DCC plc


DCC plc is an international sales, marketing and support services group. DCC is organised and managed in four separate divisions, each focused on specific market sectors. Its shares are listed on the London Stock Exchange and it is a constituent of the FTSE 100 Index.

History

The company was founded by Jim Flavin in 1976 as Development Capital Corporation Limited. Originally the company focused on providing venture capital to start ups, however in the mid-1980s it changed direction and became an industrial holding company, changing its name to DCC and floating on the Irish Stock Exchange and London Stock Exchange in 1994.

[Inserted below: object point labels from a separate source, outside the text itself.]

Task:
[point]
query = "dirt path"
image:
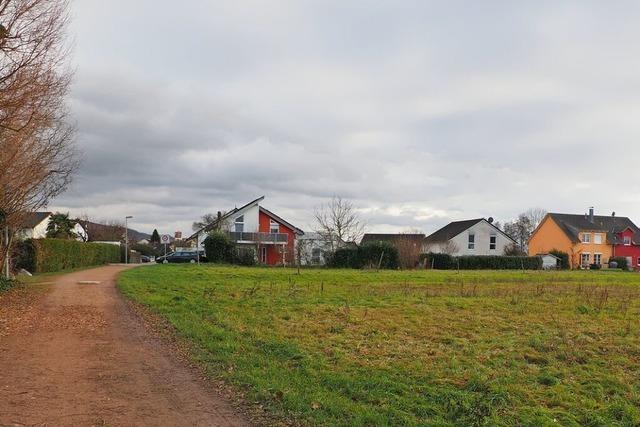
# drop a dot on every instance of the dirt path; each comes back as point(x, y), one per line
point(80, 356)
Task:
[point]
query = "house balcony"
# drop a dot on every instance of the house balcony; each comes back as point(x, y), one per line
point(259, 238)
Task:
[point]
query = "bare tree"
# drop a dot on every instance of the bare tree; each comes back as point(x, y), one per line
point(521, 228)
point(535, 215)
point(338, 222)
point(37, 155)
point(205, 220)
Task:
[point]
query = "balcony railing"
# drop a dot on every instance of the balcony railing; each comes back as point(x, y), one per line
point(259, 237)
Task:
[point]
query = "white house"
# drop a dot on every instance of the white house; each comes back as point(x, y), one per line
point(255, 227)
point(470, 237)
point(313, 249)
point(35, 227)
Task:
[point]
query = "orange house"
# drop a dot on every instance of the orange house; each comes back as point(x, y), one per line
point(588, 239)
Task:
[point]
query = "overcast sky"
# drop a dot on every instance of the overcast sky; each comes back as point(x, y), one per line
point(420, 112)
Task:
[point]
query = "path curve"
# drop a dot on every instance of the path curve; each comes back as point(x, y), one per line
point(83, 357)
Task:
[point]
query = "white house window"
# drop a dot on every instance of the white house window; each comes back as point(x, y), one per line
point(239, 224)
point(597, 259)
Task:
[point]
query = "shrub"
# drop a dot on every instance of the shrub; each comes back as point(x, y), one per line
point(482, 262)
point(564, 258)
point(245, 256)
point(219, 247)
point(499, 263)
point(6, 284)
point(50, 255)
point(147, 250)
point(367, 255)
point(439, 261)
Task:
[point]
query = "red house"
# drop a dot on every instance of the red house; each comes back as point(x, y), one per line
point(254, 227)
point(627, 244)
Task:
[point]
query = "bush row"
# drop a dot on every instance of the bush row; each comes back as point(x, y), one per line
point(368, 255)
point(50, 255)
point(479, 262)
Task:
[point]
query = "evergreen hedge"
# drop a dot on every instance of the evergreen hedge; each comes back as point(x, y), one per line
point(219, 247)
point(367, 255)
point(51, 255)
point(481, 262)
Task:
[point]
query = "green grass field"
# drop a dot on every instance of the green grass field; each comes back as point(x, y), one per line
point(344, 347)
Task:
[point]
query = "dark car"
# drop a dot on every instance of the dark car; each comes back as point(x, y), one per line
point(184, 256)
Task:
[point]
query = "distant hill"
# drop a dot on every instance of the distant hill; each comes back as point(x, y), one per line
point(111, 232)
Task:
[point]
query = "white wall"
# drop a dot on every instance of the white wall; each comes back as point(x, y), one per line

The company was embroiled in a controversy over the issue of insider trading in Fyffes plc, the Irish fruit importing company in which a subsidiary of DCC, Lotus Green, held a stake which was sold in the year 2000. In 2002 Fyffes sued DCC over the sale of its stake in the company. The case was tried in the Irish High Court from December 2004 until July 2005, and on 21 December 2005 judgement was handed down. DCC was cleared of insider trading, although it was found to have been acting as a "single entity" with Lotus Green and Jim Flavin with regards to the sale of the shares. Fyffes appealed to the Supreme Court of Ireland and, in a judgement on 27 July 2007, the Supreme Court overturned the High Court's verdict and ruled that the documents that had been in Flavin's possession when DCC sold the shares had indeed been price sensitive. In April 2008, Fyffes settled its case against DCC for an amount of €37.6 million. As a result of this case, DCC and Flavin came under the examination of the Irish Director of Corporate Enforcement. In January 2010, The report of the High Court Inspector into the affairs of DCC plc was published. The Director of Corporate Enforcement concluded that no further action was warranted by his Office.
In 2011, DCC bought Maxol's Home Heating company, Maxol Direct, which it re-branded as Emo. In 2012, DCC spent around €100 million acquiring LPG distribution businesses in the Netherlands, Britain, Sweden and Norway.

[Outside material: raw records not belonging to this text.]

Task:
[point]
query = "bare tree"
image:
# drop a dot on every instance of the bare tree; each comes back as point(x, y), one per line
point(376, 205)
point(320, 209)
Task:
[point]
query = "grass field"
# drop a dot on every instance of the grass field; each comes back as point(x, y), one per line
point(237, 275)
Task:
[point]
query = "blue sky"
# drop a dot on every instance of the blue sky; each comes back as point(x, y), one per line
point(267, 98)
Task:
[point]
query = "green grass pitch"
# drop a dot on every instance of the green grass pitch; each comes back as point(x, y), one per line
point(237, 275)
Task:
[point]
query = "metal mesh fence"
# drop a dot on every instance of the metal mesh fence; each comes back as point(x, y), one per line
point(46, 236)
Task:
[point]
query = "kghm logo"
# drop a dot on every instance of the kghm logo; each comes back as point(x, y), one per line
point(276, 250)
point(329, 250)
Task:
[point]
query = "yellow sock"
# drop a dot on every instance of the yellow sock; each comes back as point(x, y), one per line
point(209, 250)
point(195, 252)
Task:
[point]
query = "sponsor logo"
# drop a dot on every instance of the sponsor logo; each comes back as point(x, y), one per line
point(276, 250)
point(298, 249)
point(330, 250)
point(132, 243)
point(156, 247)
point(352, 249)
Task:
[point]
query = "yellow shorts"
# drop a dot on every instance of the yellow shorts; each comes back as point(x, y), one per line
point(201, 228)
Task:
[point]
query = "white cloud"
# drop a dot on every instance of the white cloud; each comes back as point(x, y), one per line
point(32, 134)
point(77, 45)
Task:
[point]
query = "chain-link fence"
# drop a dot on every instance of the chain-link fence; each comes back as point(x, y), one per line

In August 2014, DCC announced that it reached an agreement with ExxonMobil to acquire the Esso Express petrol station network and the Esso Motorway concessions in France
The company joined the FTSE 100 share index of the 100 companies listed on the London Stock Exchange with the highest market capitalisation in December 2015.
In February 2015, DCC completed the disposal of substantially all its Food & Beverage subsidiaries. During the same year the company acquired Butagaz S.A.S., a French LPG business, from Shell for €464 million. The acquisition made DCC Europe's third-largest LPG distributor.
In March 2016, the company agreed to acquire Alimentation Couche Tard's commercial and aviation fuels business in Denmark for €40 million. The deal included a 139-site retail petrol station network and supply contracts with 66 dealers.
In April 2017, DCC announced it had agreed to sell its Environmental division to Exponent, a private equity firm, for £219 million. The company also announced the acquisition of Shell's liquefied petroleum gas business in Hong Kong and Macau for £120 million, its first acquisition outside of Europe, and the retirement of its chief executive Tommy Breen.
In July 2017 Donal Murphy, previously Managing Director of DCC Energy, became Chief Executive.
In 2019 DCC purchased the retail fuel operations of Tesco Ireland, with these being converted to automated stations under "Certa" branding. This branding is a variant of the "Certas" name which is used for home heating oil in the UK and as the holding company for their Esso branded stations in Europe.